91.94 90.00 98.00 94.17 96.39 87.96 84.70 86.58

92.79 85.68 90.10 94.17 98.59 95.76 93.68 94.17

95.76 95.53 97.00 89.70 96.00 91.00 93.92 95.00

91.46 81.97 87.96 96.84 84.35 83.24 97.76 96.84

92.72 90.15 95.53 90.78 96.39 95.00 74.68 84.48

93.60 92.72 96.84 92.72 94.90 94.61 86.40 89.23

94.61 83.45 80.76 91.00 94.61 87.96 99.00 90.00

99.00 98.00 95.53 92.19 79.38 79.60 94.61 86.11

97.76 88.30 92.00 88.82 89.70 85.00 76.65 82.91

100.00 93.60 96.39 97.17 93.68 96.84 98.59 94.17

89.18 89.23 80.90 85.58 98.59 90.00 81.13 90.00

87.47 97.00 85.68 94.61 92.93 91.75 86.96 95.88

94.17 96.39 93.29 91.94 85.68 94.90 92.72 83.00

91.40 91.94 96.00 84.97 93.60 87.27 91.94 94.90

95.53 84.19 94.90 90.15 90.57 89.70 80.69 94.61

93.68 96.39 94.34 89.00 96.39 84.70 91.75 87.79

94.90 84.44 92.19 87.79 87.96 95.53 95.00 95.00

97.76 94.17 95.00 91.40 94.90 93.92 85.58 82.97

97.00 93.29 98.59 91.40 95.53 90.57 96.84 88.69

(a) Is there any difference in the average accuracy level after differing amounts of computer intensive work?
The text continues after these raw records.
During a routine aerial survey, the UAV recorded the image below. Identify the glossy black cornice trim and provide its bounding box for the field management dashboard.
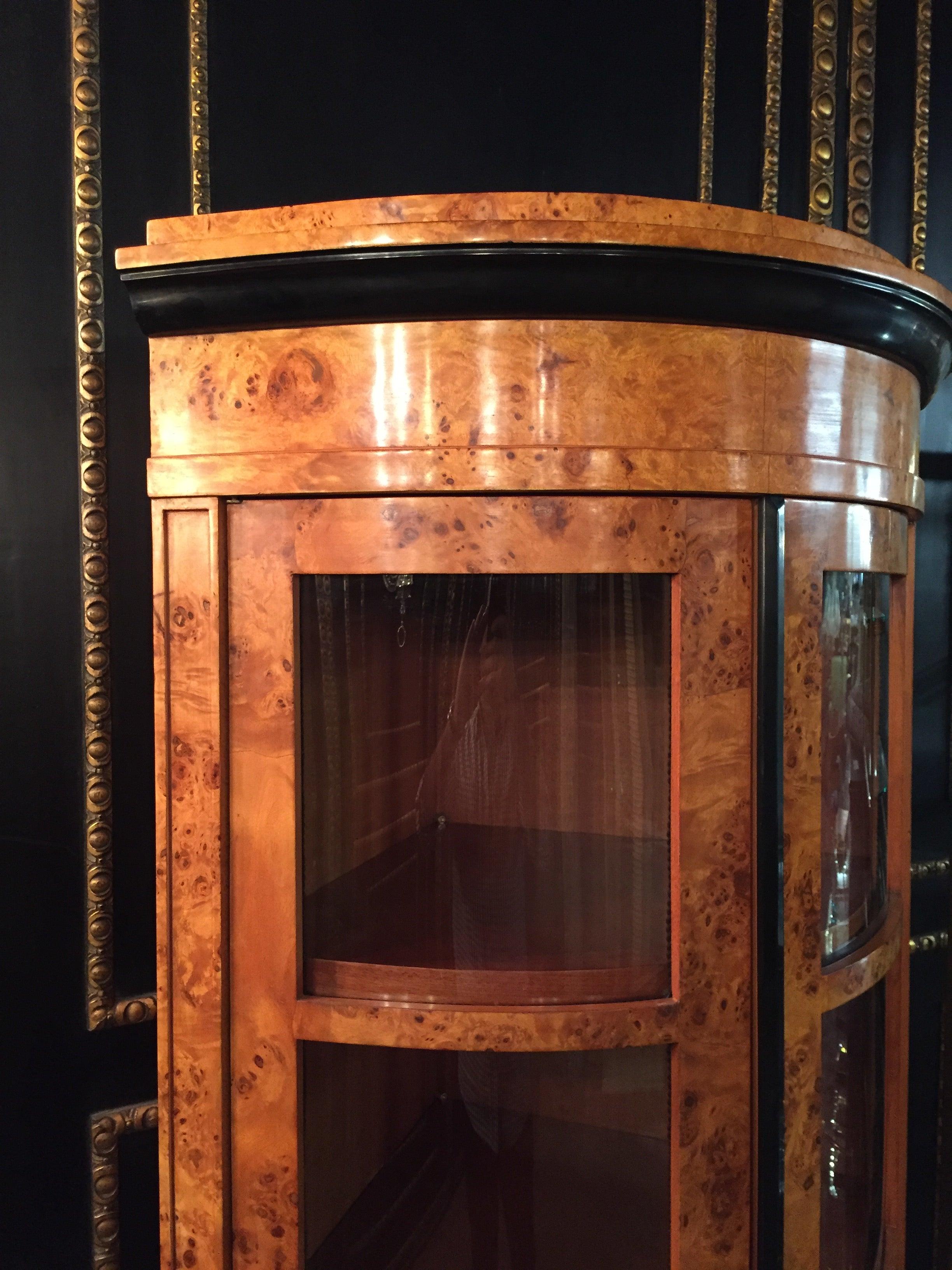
[122,242,952,404]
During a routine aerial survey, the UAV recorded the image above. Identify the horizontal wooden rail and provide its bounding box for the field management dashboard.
[294,997,679,1052]
[820,891,903,1011]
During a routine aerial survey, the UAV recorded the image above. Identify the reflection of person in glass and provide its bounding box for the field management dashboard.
[416,596,538,1270]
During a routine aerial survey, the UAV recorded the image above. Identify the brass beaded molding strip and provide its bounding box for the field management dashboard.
[697,0,717,203]
[909,0,932,273]
[188,0,212,216]
[847,0,876,237]
[71,0,155,1029]
[760,0,783,213]
[807,0,836,225]
[89,1102,159,1270]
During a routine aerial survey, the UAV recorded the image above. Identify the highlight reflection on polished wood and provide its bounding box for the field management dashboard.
[150,320,920,505]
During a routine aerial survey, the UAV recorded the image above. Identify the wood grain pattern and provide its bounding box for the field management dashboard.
[149,447,924,512]
[154,502,230,1270]
[294,997,679,1053]
[229,496,753,1267]
[783,500,912,1270]
[672,499,754,1270]
[150,320,920,505]
[116,193,948,302]
[819,891,903,1014]
[290,494,687,573]
[146,191,886,256]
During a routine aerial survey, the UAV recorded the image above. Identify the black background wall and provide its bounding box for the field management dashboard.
[0,0,952,1270]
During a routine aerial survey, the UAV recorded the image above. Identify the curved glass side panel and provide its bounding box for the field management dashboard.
[303,1041,670,1270]
[820,979,885,1270]
[298,574,670,1005]
[820,572,889,961]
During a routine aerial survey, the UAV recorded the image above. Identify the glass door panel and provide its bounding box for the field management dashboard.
[303,1043,670,1270]
[298,574,670,1005]
[820,981,885,1270]
[820,572,889,961]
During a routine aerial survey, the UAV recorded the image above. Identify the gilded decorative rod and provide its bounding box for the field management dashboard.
[188,0,212,216]
[909,0,932,273]
[697,0,717,203]
[89,1102,159,1270]
[70,0,155,1029]
[847,0,876,237]
[807,0,836,225]
[760,0,783,213]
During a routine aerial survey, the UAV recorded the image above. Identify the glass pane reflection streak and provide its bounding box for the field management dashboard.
[298,574,670,1005]
[303,1043,670,1270]
[820,572,889,961]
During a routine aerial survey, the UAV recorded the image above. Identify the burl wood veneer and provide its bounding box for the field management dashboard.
[118,193,952,1270]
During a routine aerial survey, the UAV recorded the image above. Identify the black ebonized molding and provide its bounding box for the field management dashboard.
[122,242,952,403]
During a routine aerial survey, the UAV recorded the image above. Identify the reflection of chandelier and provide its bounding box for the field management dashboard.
[382,573,414,648]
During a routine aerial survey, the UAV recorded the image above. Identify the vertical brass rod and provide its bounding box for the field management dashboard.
[847,0,876,237]
[807,0,838,225]
[71,0,113,1029]
[909,0,932,273]
[188,0,212,216]
[89,1102,159,1270]
[697,0,717,203]
[760,0,783,213]
[70,0,155,1030]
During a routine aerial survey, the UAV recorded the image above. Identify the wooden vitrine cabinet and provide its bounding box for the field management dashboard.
[119,194,952,1270]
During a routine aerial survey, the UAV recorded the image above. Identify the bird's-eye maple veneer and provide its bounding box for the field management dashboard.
[118,193,952,1270]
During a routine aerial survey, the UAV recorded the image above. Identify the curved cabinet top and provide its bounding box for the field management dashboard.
[117,193,952,403]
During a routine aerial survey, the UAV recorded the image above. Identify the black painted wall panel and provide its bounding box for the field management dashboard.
[210,0,703,211]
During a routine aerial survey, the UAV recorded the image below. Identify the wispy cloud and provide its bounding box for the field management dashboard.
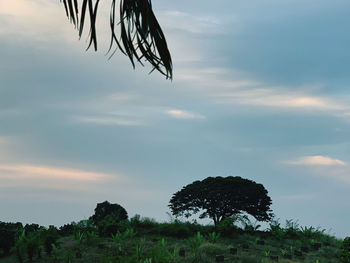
[0,164,116,181]
[167,109,205,120]
[287,155,346,166]
[177,65,350,117]
[285,155,350,183]
[0,0,76,43]
[73,116,144,126]
[158,10,224,34]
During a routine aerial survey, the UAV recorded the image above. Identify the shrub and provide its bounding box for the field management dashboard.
[24,224,40,234]
[58,223,74,236]
[0,222,23,256]
[25,232,40,261]
[43,226,59,255]
[216,217,240,237]
[90,201,128,225]
[339,237,350,263]
[11,230,26,263]
[97,215,119,237]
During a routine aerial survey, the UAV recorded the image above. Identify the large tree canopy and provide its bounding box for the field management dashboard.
[169,176,272,225]
[90,201,128,225]
[60,0,173,79]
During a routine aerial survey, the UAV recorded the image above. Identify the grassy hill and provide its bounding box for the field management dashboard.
[0,216,342,263]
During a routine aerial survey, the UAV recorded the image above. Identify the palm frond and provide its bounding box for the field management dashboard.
[60,0,173,79]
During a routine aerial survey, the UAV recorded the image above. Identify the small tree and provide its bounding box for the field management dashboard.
[169,176,272,225]
[91,201,128,225]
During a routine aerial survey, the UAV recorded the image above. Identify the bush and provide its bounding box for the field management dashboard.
[339,237,350,263]
[58,223,74,236]
[90,201,128,226]
[0,222,23,256]
[97,215,119,237]
[216,217,240,237]
[44,226,59,255]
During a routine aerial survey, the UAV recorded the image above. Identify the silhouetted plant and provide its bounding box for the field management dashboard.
[339,237,350,263]
[169,176,272,225]
[207,232,220,243]
[90,201,128,226]
[0,222,23,256]
[60,0,172,79]
[44,226,59,255]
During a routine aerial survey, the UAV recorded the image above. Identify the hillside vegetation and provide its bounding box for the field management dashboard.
[0,215,349,263]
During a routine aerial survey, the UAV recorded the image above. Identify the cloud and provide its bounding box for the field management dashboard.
[158,10,224,34]
[0,0,76,43]
[0,164,116,182]
[167,109,205,120]
[287,155,346,166]
[217,91,344,111]
[74,116,144,126]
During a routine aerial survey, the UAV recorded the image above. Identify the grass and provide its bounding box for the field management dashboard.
[0,219,342,263]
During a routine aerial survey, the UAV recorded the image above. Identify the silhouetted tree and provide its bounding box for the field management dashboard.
[169,176,272,225]
[60,0,172,79]
[91,201,128,225]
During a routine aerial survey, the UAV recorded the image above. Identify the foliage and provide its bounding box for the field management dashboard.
[97,215,119,237]
[269,219,285,240]
[150,238,176,263]
[207,232,220,244]
[339,237,350,263]
[0,222,23,256]
[90,201,128,225]
[60,0,172,79]
[169,176,272,225]
[58,223,74,236]
[216,217,239,237]
[11,230,26,263]
[43,226,59,255]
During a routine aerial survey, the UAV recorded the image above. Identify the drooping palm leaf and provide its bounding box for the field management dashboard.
[60,0,173,79]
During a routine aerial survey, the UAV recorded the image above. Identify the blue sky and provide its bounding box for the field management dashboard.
[0,0,350,237]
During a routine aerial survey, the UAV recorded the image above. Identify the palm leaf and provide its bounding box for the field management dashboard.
[60,0,173,79]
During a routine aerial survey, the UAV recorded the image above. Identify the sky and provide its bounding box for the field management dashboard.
[0,0,350,237]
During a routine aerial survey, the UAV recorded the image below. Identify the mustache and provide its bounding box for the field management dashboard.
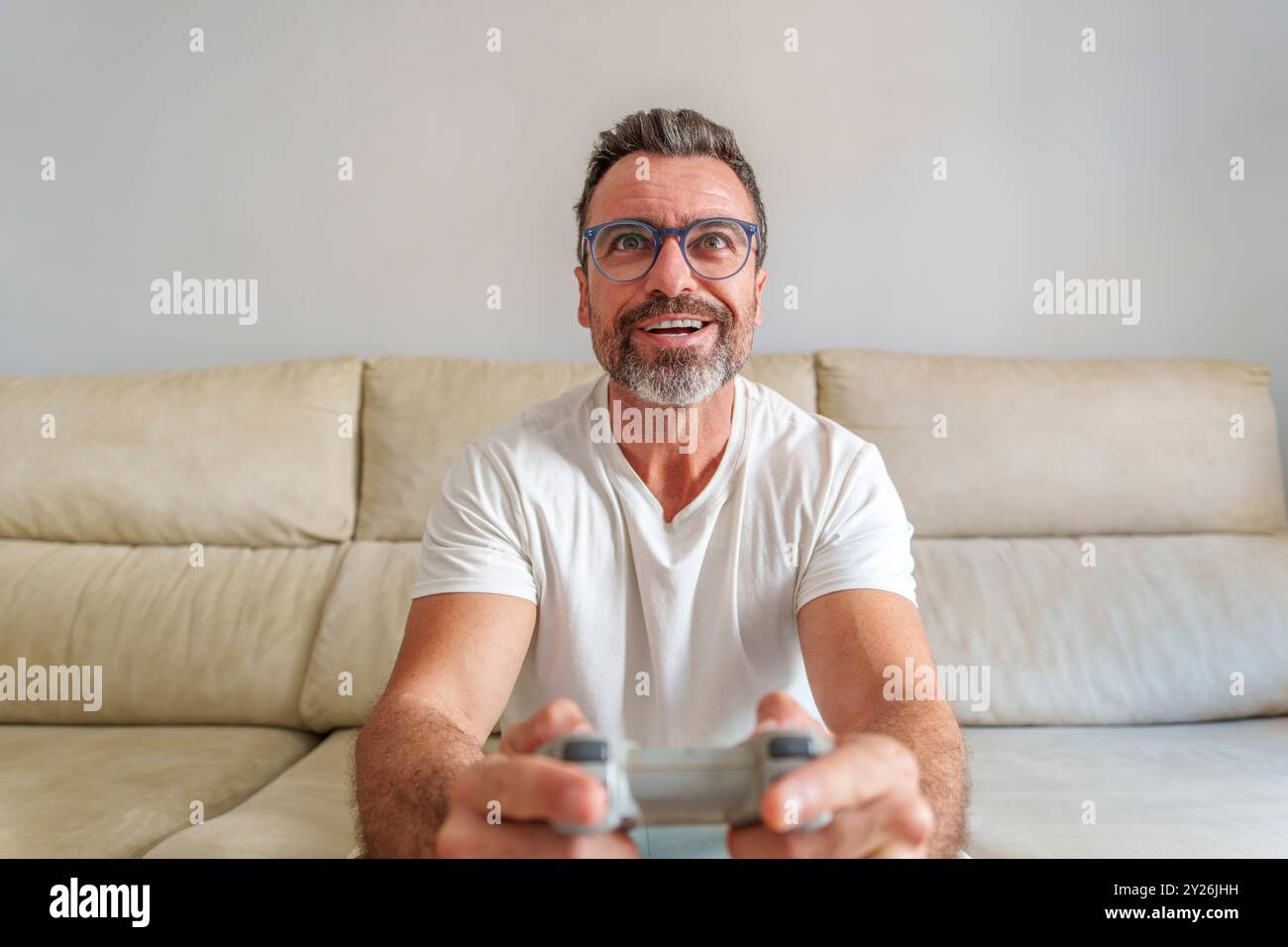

(b) Is there any difference in the average accuracy level to complete the task for the right hand versus the left hand?

(c) Is there a significant interaction effect?

(d) What is your recommendation to this manager?

17.1 The administration of a university has been using the following distribution to classify the ages of their students:

Estimated % of

Age Group Student Population

Less than 18 2.7

18-19 29.9

20-24 53.4

Older than 24 14

A recent student survey provided the following data on age of students:

Age Group Frequency

Less than 18 6

18-19 118

21-24 102

Older than 24 26

(a) Set up a table that compares the expected and observed frequencies for each group.

(b) Based on the table, do you think that the data represent the estimated distribution?

(c) Set up the hypotheses for the chi-square goodness of fit test.

(d) Perform the goodness of fit test at the 0.05 level of significance.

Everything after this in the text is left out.